Etwas weiter bergab, in der Stuttgarter Straße, betreibt die Familie Biebach ihr Freikostgeschäft „Fruchtkörble“. Juniorchef Kevin Biebach findet es zwar auch gut, dass sich die Kommunalpolitik um die Altstadt kümmert. „Es müssen aber vor allem der Einzelhandel und die Gastronomie gestärkt werden – sonst bringt alles nichts“, sagt er. Richtige Probleme würde er bekommen, wenn auch die Stuttgarter Straße autofrei gemacht würde. „Ich kann von einer älteren Dame nicht verlangen, dass sie ihre Kartoffeln bis zum Carlo-Schmid-Platz schleppt“, sagt Biebach. Der Feinkost-Händler bestätigt, dass er jede Einschränkung des Autoverkehrs sofort spürt. „Aus unserer Sicht ist es nicht durchdacht, dass man vom E-Center nicht mehr in die Altstadt reinfahren kann“, sagt er. Um den Verkehr zu beruhigen, hatte die Stadtverwaltung dort 2016 eine Einbahnstraße eingeführt.

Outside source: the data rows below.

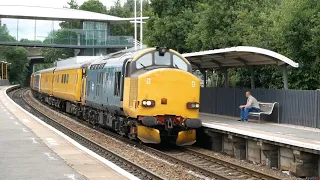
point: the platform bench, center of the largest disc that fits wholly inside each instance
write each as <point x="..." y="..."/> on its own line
<point x="265" y="108"/>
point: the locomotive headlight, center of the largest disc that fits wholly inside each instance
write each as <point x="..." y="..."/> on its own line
<point x="148" y="103"/>
<point x="193" y="105"/>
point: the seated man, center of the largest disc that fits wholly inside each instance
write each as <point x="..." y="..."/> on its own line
<point x="251" y="106"/>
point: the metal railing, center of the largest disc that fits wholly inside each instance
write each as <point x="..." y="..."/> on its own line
<point x="75" y="37"/>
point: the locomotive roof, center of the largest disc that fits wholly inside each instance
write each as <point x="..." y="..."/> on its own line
<point x="117" y="58"/>
<point x="47" y="70"/>
<point x="74" y="66"/>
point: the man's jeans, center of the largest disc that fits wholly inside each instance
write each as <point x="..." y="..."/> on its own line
<point x="245" y="111"/>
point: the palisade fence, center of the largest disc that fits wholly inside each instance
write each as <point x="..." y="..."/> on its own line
<point x="4" y="82"/>
<point x="298" y="107"/>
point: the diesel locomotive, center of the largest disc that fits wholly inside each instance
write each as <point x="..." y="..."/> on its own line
<point x="148" y="94"/>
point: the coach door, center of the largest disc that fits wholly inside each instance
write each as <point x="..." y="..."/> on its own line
<point x="83" y="87"/>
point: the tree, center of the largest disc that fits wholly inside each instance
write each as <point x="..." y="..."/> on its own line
<point x="93" y="6"/>
<point x="72" y="4"/>
<point x="18" y="69"/>
<point x="60" y="36"/>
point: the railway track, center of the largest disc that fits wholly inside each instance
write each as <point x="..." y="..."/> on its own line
<point x="136" y="170"/>
<point x="208" y="166"/>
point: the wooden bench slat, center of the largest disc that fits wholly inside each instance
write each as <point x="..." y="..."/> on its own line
<point x="265" y="108"/>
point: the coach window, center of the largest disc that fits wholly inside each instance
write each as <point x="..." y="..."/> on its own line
<point x="144" y="61"/>
<point x="106" y="80"/>
<point x="117" y="83"/>
<point x="88" y="88"/>
<point x="76" y="79"/>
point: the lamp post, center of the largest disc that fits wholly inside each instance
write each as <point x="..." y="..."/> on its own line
<point x="141" y="1"/>
<point x="2" y="69"/>
<point x="7" y="64"/>
<point x="135" y="24"/>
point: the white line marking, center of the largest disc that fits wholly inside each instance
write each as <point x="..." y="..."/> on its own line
<point x="50" y="157"/>
<point x="34" y="141"/>
<point x="52" y="141"/>
<point x="93" y="154"/>
<point x="25" y="120"/>
<point x="71" y="176"/>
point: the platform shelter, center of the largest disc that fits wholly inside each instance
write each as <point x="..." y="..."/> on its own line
<point x="240" y="56"/>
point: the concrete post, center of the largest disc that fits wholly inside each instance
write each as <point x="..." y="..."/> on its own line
<point x="226" y="78"/>
<point x="252" y="77"/>
<point x="204" y="73"/>
<point x="7" y="71"/>
<point x="204" y="78"/>
<point x="285" y="76"/>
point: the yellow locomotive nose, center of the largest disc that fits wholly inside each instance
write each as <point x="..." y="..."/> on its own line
<point x="170" y="91"/>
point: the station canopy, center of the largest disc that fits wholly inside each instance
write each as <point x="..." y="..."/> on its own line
<point x="236" y="57"/>
<point x="49" y="13"/>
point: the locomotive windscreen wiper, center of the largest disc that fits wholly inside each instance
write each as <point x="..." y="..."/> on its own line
<point x="142" y="65"/>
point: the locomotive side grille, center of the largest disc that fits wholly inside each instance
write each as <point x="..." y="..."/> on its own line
<point x="133" y="91"/>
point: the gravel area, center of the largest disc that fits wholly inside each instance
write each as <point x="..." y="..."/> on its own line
<point x="153" y="163"/>
<point x="244" y="163"/>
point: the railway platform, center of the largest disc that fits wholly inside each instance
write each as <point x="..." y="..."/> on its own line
<point x="31" y="149"/>
<point x="289" y="148"/>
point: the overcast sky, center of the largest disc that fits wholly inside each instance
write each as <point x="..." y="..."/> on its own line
<point x="26" y="27"/>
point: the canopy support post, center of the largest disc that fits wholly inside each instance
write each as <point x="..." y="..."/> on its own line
<point x="252" y="77"/>
<point x="285" y="76"/>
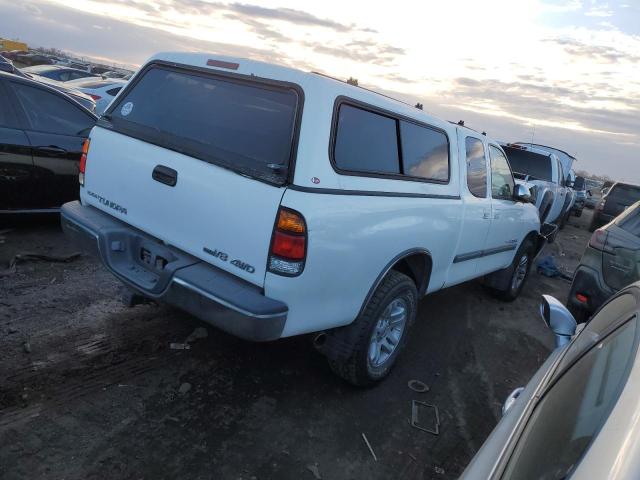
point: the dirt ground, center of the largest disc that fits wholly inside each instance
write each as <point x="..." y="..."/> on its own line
<point x="90" y="389"/>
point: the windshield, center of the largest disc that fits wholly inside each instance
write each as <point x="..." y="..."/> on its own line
<point x="533" y="164"/>
<point x="625" y="193"/>
<point x="240" y="125"/>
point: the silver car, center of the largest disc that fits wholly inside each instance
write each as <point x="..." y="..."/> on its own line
<point x="579" y="416"/>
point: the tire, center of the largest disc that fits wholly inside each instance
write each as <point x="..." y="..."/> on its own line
<point x="364" y="364"/>
<point x="519" y="275"/>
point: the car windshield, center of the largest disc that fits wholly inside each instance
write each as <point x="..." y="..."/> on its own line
<point x="625" y="193"/>
<point x="535" y="165"/>
<point x="237" y="124"/>
<point x="572" y="412"/>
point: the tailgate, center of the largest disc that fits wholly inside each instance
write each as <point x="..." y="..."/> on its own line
<point x="198" y="162"/>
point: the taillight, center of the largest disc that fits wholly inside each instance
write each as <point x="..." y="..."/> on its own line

Wenig Kommunikation mit den Betroffenen

Alle befragten Betroffenen kritisieren zudem, dass sie bislang wenig in die Pläne der Stadtverwaltung und des Gemeinderates eingebunden wurden. „Ich habe den Eindruck, das Ding ist fertig geplant und wird jetzt umgesetzt“, sagt die Buchhändlerin Brigitte Mareczek. Sie hätte sich gewünscht, dass man auch Bürger befragt. „Man hätte uns Gewerbetreibende an einen runden Tisch holen können“, sagt auch Sonia Widmaier. Das habe die Stadtverwaltung auch versprochen. „Deshalb war ich erstaunt, dass wir jetzt vor vollendete Tatsachen gestellt wurden.“

Noch am Tag der Bürger-Infoveranstaltung am vergangenen Dienstag hatte deshalb Hansjörg Bay, der Vorsitzende des Gewerbevereins, eine Mail an die Rathausspitze und die Fraktionschefs im Gemeinderat geschrieben. Darin machte er auf die Notwenigkeit von Kurzzeitparkplätze auf dem Marktplatz aufmerksam.

„Wir wissen nicht, wie ältere Menschen oder eine Mutter mit Kind sonst in die Geschäfte, die Apotheke oder zum Arzt kommen soll“, erklärt Bay unserer Zeitung. Wenn die Anfahrt nicht mehr möglich sei, sterbe die Altstadt noch mehr aus. „Die Leute stimmen dann mit den Fußen ab und fahren dorthin, wo es eine Tiefgarage gibt.“ Hansjörg Bay fordert, dass die Stadtverwaltung die Pläne nochmals überarbeitet. „Man muss nochmals darüber nachdenken, ob es nicht eine Möglichkeit gibt, auf dem Marktplatz mehr Kurzzeit-Parkplätze einzurichten“, sagt der Steuerberater. Er verweist auf Rutesheim. „Dort sieht man, dass es sehr wohl geht, parken und Platz miteinander zu kombinieren.“

Am Dienstag will der Gemeinderat den Marktpatz-Umbau beschließen.